1720s translation by Alexander Pope

The Odyssey of Homer is an English translation of the Odyssey of Homer by English poet Alexander Pope. It was published in five volumes between 1725 and 1726. As with his translation of the Iliad, Pope changed the metre from the dactylic hexameter used by the Homeric Greek text into heroic couplets, rhyming pairs of lines in iambic pentameter.

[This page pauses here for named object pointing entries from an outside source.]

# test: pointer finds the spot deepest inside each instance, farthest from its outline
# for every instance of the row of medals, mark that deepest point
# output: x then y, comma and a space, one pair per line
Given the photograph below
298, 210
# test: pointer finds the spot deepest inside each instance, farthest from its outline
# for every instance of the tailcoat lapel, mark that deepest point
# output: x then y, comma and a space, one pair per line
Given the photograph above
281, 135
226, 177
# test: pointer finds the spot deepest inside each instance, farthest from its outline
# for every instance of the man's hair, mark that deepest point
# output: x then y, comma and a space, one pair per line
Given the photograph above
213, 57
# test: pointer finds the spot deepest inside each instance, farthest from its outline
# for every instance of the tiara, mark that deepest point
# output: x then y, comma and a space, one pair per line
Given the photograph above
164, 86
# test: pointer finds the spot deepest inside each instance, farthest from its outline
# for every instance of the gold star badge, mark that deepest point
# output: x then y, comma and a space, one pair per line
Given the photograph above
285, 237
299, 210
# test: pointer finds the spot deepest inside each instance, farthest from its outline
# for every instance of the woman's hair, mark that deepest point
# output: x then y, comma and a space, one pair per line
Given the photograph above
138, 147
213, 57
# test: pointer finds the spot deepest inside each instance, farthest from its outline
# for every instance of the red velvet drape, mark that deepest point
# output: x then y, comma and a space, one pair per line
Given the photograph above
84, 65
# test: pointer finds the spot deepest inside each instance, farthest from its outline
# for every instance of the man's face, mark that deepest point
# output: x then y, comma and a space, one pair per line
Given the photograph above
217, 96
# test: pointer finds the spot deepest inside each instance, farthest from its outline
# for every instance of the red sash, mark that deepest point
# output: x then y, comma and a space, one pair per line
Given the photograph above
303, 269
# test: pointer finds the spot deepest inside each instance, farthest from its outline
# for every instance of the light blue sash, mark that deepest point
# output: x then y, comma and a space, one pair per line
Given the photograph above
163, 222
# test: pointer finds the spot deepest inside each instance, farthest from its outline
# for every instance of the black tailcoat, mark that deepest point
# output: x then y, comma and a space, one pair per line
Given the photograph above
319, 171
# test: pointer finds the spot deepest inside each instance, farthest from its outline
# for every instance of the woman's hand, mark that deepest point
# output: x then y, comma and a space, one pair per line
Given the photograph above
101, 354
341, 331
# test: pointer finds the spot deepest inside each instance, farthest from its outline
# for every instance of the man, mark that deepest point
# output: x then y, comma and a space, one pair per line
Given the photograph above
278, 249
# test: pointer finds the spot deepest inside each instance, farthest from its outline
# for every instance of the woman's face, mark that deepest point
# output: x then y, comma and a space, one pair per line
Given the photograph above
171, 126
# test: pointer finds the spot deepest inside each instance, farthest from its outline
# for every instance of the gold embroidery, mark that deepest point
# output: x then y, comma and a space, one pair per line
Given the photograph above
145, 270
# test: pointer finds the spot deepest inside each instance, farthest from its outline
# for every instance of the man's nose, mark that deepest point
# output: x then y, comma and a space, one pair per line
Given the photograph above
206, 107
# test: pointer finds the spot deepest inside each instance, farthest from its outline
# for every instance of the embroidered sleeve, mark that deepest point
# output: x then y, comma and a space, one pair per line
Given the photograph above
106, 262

Pope was influenced by the Homeric Greek Odyssey, earlier translations, and the poetry of John Milton. His translations were celebrated during the course of his life and beyond, and made him financially independent for the rest of his life. Pope's use of heroic couplets became a hallmark of future Odyssey translations.

== Background ==

English poet Alexander Pope expressed familiarity with the poem in the Homeric Greek and previous translations in Latin, French and English. He experimented with translation from a young age, with the writer for The Cambridge Companion entry on Pope estimating "sixteen years of [the] young poet's life" spent on Homer and the poems. He derived much about the epic and heroic forms from the work of Homer and John Milton. He was influenced by a French prose translation by Anne Dacier; Dacier's translation Christianised Homer whereas Pope saw him as "the supreme poet of manners". Pope wrote that he faced the same challenges of any "poet-translator", identifying cultural parallels in two wildly divergent historical contexts.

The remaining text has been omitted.